2007’den bu yana Oslo’nun Edebiyat Evi’ne yaklaşımı nasıl oldu?
Açık konuşmak gerekirse, şahane. Edebiyat Evi kurulmadan önce, insanların kafalarında soru işaretleri vardı. “Edebiyat Evi ne işimize yarayacak” gibi sorular bizim de kulağımıza geliyordu. Ayrıca devletin kuruma fon aktarması da sözkonusu olduğundan kaynakları en elverişli bir şekilde kullanmanın yolunun bu olup olmadığına ilişkin eleştiriler de vardı. Fakat şimdi insanlardan “Edebiyat Evi açılmadan önce sahi biz ne yapıyorduk” gibi tepkiler alıyoruz. “Nerede buluşuyorduk, sahi biz nerede tartışıyorduk” diyorlar. Bununla birlikte, özellikle açılmadan önce Edebiyat Evi’nin Oslo’daki bütün entelektüel birikimi ve tartışmayı emip bitireceği, sözgelimi kütüphaneleri işlevsiz kılacağı yönünde bir endişe vardı, fakat zamanla bunun yersiz olduğu anlaşıldı. Çünkü 2007’den bu yana Oslo’daki kültürel ve entelektüel tartışmanın arttığını açıkça görebiliyoruz. Artık kütüphaneler eskiden hazırladıkları programları çok daha özenle ve daha iyi bir şekilde yapıyorlar; barlarda, cafelerde edebiyat tartışmaları yapan topluluklar var, Norveç’in başka şehirlerinde edebiyat evleri açıldı...

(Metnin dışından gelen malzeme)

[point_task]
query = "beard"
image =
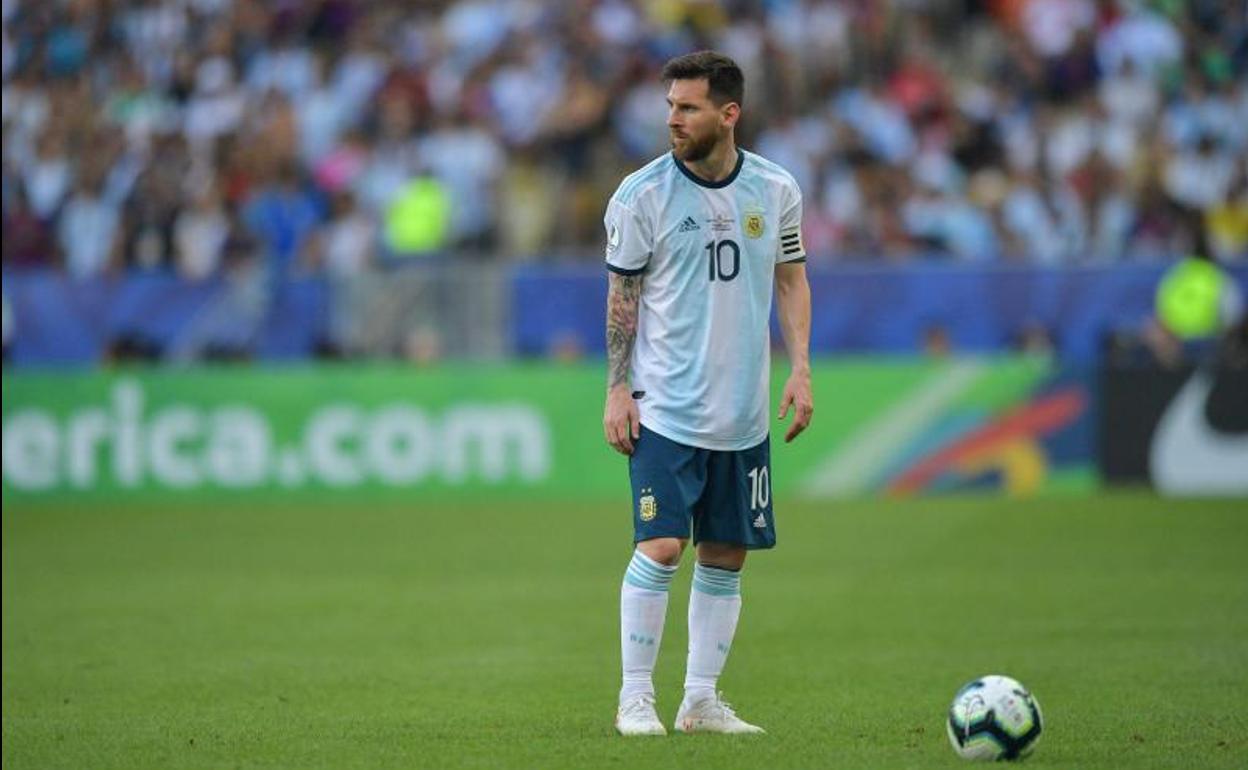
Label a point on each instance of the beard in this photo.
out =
(697, 149)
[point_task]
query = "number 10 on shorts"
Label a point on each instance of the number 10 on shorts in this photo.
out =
(760, 488)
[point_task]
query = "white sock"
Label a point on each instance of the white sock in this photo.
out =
(714, 607)
(643, 609)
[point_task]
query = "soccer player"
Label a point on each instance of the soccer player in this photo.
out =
(695, 242)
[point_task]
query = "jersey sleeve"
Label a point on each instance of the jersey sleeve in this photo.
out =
(629, 241)
(791, 248)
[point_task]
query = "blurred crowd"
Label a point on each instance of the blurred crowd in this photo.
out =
(328, 135)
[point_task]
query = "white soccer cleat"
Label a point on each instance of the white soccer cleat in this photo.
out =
(637, 716)
(713, 715)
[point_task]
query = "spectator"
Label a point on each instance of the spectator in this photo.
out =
(89, 231)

Artık gelenekselleşen Selahaddin Günleri nasıl ortaya çıktı?
Selahaddin Günleri, 2009’da başlattığımız bir program. Her yıl Batı ile Doğu’nun, Avrupa ile Orta Doğu’nun, tek tanrılı dinlerin tarihi ve güncel ilişkisine odaklanıyor. Büyük ihtimalle, Türkiye’de herkes Selahaddin Eyyubi’nin kim olduğunu biliyordur. Norveç’te ise bu soruyu sorduğunuzda, sokaktaki her 10 insandan neredeyse 10’u da yanıtı bilmediklerini söyler. Dahası, tarihte veya günümüzde, hakkında olumlu fikirlere sahip oldukları Müslüman biri olup olmadığını sorduğunuzda, Norveç’te çok büyük ihtimalle “Hayır” yanıtını alırsınız. Bence bu, büyük oranda farklılıklarla yaşamak konusunda çok derin bilgilerimiz olmamasından kaynaklanıyor. Tarihsel olarak baktığınızda, tabii ülkede azınlıklar ve azınlık sorunları olsa dahi, Norveç handiyse homojen bir ülke ve kültürdür. Sadece son 40- 50 yıldır kayda değer oranda göç almaya başladık.

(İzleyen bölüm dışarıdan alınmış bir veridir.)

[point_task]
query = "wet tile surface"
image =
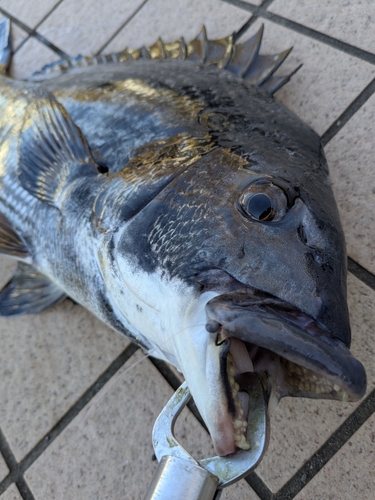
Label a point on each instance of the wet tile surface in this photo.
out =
(300, 426)
(350, 157)
(350, 21)
(79, 26)
(185, 19)
(326, 84)
(3, 468)
(11, 493)
(46, 362)
(17, 34)
(107, 448)
(30, 13)
(31, 57)
(350, 473)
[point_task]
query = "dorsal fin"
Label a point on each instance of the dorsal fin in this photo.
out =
(53, 151)
(10, 243)
(5, 46)
(29, 292)
(242, 59)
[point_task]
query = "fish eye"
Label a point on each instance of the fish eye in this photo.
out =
(264, 201)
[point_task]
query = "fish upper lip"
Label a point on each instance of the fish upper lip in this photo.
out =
(275, 325)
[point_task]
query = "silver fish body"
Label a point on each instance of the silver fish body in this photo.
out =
(186, 208)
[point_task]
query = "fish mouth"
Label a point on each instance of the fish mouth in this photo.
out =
(287, 349)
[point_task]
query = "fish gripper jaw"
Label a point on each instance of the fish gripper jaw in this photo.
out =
(179, 476)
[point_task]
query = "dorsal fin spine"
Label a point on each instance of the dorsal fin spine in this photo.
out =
(257, 69)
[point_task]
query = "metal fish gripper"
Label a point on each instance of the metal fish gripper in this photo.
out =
(179, 476)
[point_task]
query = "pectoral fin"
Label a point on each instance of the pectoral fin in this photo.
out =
(10, 243)
(53, 150)
(29, 292)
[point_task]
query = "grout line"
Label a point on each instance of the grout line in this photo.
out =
(304, 30)
(252, 479)
(256, 10)
(34, 33)
(358, 102)
(321, 37)
(11, 462)
(38, 24)
(121, 27)
(260, 488)
(77, 407)
(17, 469)
(328, 449)
(361, 273)
(24, 489)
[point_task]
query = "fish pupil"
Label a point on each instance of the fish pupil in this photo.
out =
(260, 207)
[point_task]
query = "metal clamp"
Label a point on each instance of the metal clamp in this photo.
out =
(178, 469)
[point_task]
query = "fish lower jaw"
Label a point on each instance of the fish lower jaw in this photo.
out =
(241, 405)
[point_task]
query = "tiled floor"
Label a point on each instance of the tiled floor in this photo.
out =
(77, 403)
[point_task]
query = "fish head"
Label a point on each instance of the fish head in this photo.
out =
(252, 241)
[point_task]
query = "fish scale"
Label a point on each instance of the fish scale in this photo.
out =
(166, 190)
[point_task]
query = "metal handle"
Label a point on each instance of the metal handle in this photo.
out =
(179, 479)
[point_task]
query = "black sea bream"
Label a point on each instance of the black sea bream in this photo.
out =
(169, 193)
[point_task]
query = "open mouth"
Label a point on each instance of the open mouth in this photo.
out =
(291, 354)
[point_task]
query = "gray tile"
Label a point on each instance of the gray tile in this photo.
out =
(17, 34)
(47, 361)
(326, 84)
(254, 2)
(11, 493)
(30, 12)
(31, 57)
(350, 473)
(351, 22)
(239, 491)
(107, 449)
(3, 468)
(350, 157)
(173, 19)
(78, 27)
(300, 426)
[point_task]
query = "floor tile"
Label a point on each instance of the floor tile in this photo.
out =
(254, 2)
(350, 473)
(300, 426)
(29, 12)
(350, 157)
(239, 491)
(31, 57)
(47, 361)
(107, 449)
(3, 468)
(328, 81)
(171, 20)
(350, 21)
(17, 34)
(11, 493)
(78, 27)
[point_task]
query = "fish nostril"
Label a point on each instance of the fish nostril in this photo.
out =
(102, 169)
(302, 234)
(318, 256)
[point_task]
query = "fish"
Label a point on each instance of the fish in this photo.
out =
(168, 192)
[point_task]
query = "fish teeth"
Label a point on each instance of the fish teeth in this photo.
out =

Başlangıç noktanız bu homojen yapının kırılmasına katkıda bulunmaktı öyleyse?
Evet, başlangıç noktamız buydu. Norveç’in Müslüman nüfusu da günden güne artış gösteriyor. 11 Eylül sonrasında, Norveç ayrıca Irak ve Afganistan gibi Müslüman ülkelerde de savaşın taraflarından biri haline geldi. Dolayısıyla giderek daha fazla sorumlu olduğumuz bu yeni dünya biçimlenmesi hakkında daha fazla bilgi sahibi olmamız gerekiyor. Norveç merkezli şirketler de bir yandan çok-uluslu kimliklere bürünmeye başladı. Bu yüzden bizi çevreleyen dünya hakkında bilgi sahibi olmamız da bir zorunluluk oldu. Öteki kimdir? Bugün pek çok dünya lideri tarafından teşvik edilen aşırı kutuplaşmış dünya görüşlerinden başka bir gelecek hayal etme imkânımız var mı? Geçmişte ne olduğunu gerçekten biliyor muyuz yoksa bugün geçmişi yeniden mi üretiyoruz? Bu tarz soruları sormamız gerekiyor. Selahaddin Eyyubi’yi ele alalım; son derece karmaşık bir karakter. Bugünün dünyasında böylesine karmaşık bir figürü anlamamız mümkün mü? Selahaddin, biliyorsunuz Kürttü, fakat görebildiğim kadarıyla Türkiye’de de ulusal bir kahraman olarak kabul ediliyor...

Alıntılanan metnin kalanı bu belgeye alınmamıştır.